As EHRs come to be expected in the clinical care setting, they have mostly lost their "novelty" quality, and vendors and providers are trying to figure out how to best optimize and leverage this technology to significantly improve patient care throughout the care continuum. The usability and optimization of EHRs was a key theme to emerge from a panel discussion at the Becker's Hospital Review 2nd Annual CIO/HIT + Revenue Cycle Conference Thursday in Chicago.
Around 10 to 15 years ago, EHRs were seen as a sort of novelty, and systems that offered one type of platform like computerized physician order entry may not have offered much else, said David Higginson, executive vice president, chief administrative officer and CIO of Phoenix Children's Hospital. But with federal dollars on the table, adopting EHRs became, for the most part, an accepted form of doing business, he said. Prior to meaningful use, physicians could push back against adopting the technology if they wanted to. "With MU dollars made available and money to be lost, it became a conversation of, 'We have to have this.

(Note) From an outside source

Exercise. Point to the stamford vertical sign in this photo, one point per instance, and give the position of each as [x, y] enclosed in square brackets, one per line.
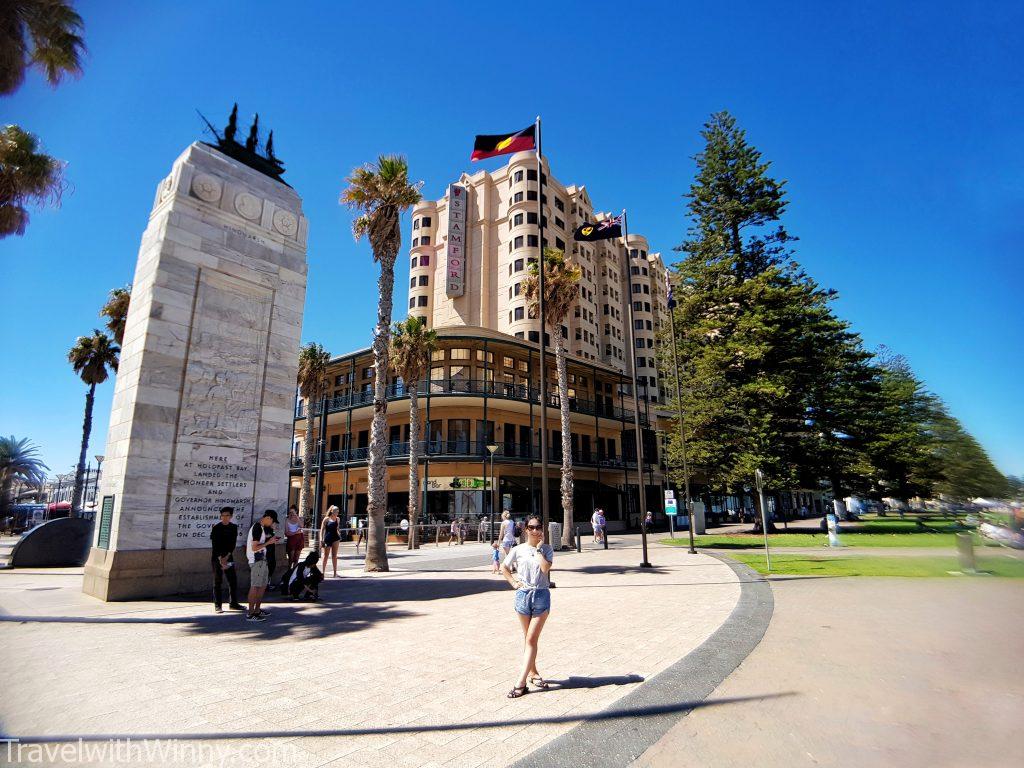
[456, 251]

Let's just get one in and then we'll move on from there,'" Mr. Higginson said.
Jonathan Feit, co-founder and CEO of Beyond Lucid Technologies, agreed. He said while meaningful use was the starting point for implementing EHRs in hospitals and physician offices, other parts of the healthcare continuum, like prehospital care, are now being integrated into the overall EHR conversation. Beyond Lucid Technologies develops software to connect prehospital care data with acute care providers.
Previously, Mr. Feit said prehospital care has largely been excluded from data-sharing initiatives with primary care providers and hospitals. Now, however, that is changing. "Other parts of the healthcare continuum are being brought in, which has really interesting implications when you start looking at folks like prehospital care, which is not necessarily seen as endemic to care," Mr. Feit said. "It's seen as a feeder into the care system. Now we're realizing [it provides] a lot of information that's valuable to the clinical context."
Now that more segments of the care continuum are connected, the focus is turning to usability. Once platforms can draw and connect data from EMS, primary care providers and post-acute care, what does an EHR look like that delivers those needs but is also easily usable?
Mr. Higginson said an ideal EHR is one where the technology is working in the background of care. "My sense is that the EHR is only there as a tool to serve. In a perfect world, it's not very visible to the clinician or people giving care anywhere in the care process," he said. Conversely, the least ideal scenario would be seeing a physician with a laptop, he said.
What's more, the information needs to be able to move. This is a new area of convergence between health IT and emergency services, according to Mr. Feit, who said interoperability and emergency services have only come together in recent discussions of readmission avoidance.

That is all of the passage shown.